Research on the Contour Modeling Method of Peripheral Nerve Internal Fascicular Groups During the Non-Splitting/Merging Phase and Distribution Rules of Model Parameters.

OBJECTIVES

To investigate benchmark data for docking the same functional nerve bundles based on the mathematical contour model of peripheral nerve internal fascicular groups.

MATERIALS AND METHODS

First, the discrete points of the original contours of nerve bundles were extracted into a dataset through the image process. Second, two indicators were employed to evaluate the modeling precision. Third, the dataset was modeled by the 3rd-order quasi-uniform B-spline method. Fourth, the dataset was modeled by the Fourier transform method. Fifth, all contours were modeled by the 4th-order Fourier method. Then, the histogram of each parameter from the Fourier model was calculated. Furthermore, the probability density function was fit to each parameter.

RESULTS

First, the optimized sampling number of the 3rd-order quasi-uniform B-spline method is 21. The sampling number is the control point number of the 3rd-order quasi-uniform B-spline, which produces more than 63 parameters in the model. Second, when the Fourier transform model is employed to model the contour of nerve bundles, the optimized order number yields a 4th-order Fourier model, which has 16 parameters.

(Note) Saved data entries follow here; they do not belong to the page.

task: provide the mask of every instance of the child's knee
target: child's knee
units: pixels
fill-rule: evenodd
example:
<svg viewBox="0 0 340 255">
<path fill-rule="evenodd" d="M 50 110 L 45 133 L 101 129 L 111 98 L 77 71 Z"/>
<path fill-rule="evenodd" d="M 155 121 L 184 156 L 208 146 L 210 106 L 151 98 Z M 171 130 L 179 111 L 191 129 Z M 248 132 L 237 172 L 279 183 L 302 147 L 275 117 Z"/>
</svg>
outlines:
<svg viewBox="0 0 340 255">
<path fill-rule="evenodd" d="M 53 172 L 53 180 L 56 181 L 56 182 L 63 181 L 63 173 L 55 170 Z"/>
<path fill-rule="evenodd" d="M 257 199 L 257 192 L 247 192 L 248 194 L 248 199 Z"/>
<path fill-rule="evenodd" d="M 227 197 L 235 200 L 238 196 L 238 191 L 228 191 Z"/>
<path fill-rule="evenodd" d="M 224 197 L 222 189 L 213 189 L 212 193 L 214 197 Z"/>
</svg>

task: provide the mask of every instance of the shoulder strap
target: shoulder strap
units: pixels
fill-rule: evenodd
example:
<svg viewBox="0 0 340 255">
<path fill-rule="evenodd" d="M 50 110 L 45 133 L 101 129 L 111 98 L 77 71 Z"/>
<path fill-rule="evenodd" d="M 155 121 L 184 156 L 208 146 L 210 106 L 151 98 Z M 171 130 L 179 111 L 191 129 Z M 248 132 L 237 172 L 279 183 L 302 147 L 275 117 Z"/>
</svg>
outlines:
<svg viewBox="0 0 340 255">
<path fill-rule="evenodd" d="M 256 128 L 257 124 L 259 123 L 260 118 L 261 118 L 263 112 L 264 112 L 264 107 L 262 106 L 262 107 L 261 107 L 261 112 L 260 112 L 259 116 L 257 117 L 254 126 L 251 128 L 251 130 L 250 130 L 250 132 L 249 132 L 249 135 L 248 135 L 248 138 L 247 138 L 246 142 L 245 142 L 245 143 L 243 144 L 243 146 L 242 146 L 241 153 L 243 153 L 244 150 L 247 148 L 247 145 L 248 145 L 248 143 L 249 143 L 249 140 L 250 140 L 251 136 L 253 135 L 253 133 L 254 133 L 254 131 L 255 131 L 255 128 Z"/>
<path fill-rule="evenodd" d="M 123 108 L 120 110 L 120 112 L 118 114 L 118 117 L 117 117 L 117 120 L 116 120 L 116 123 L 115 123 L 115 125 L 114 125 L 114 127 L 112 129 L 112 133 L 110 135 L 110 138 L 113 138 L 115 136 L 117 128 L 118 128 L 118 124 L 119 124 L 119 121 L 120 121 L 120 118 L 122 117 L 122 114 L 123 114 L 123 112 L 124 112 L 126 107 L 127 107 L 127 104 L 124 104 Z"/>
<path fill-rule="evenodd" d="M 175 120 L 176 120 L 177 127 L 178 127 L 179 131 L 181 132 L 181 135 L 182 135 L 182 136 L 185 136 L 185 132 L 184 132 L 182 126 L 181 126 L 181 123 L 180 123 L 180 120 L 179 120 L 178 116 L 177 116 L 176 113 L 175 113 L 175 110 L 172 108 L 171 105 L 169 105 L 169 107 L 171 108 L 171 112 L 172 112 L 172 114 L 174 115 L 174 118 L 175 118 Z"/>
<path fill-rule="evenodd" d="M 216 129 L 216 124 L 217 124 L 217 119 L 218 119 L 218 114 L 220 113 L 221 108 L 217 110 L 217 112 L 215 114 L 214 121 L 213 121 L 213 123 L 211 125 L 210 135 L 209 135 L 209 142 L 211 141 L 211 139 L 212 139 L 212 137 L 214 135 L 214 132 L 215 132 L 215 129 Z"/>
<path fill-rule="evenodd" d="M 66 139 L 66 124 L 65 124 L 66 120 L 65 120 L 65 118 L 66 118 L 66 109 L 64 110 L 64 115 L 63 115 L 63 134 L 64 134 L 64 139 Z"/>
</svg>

Third, when all contours are modeled by the 4th-order Fourier model, the statistical analysis shows that (1) the pitch parameters a1 and d1 obey the mixed Gaussian distribution; (2) the harmonic parameter b3 obeys the normal distribution; and (3) the pitch parameters b1 and c1 and the remaining harmonic parameters obey the distribution with position and scale.

CONCLUSION

This work paves the way for the exploration of the correlation between model parameters and spatial extension.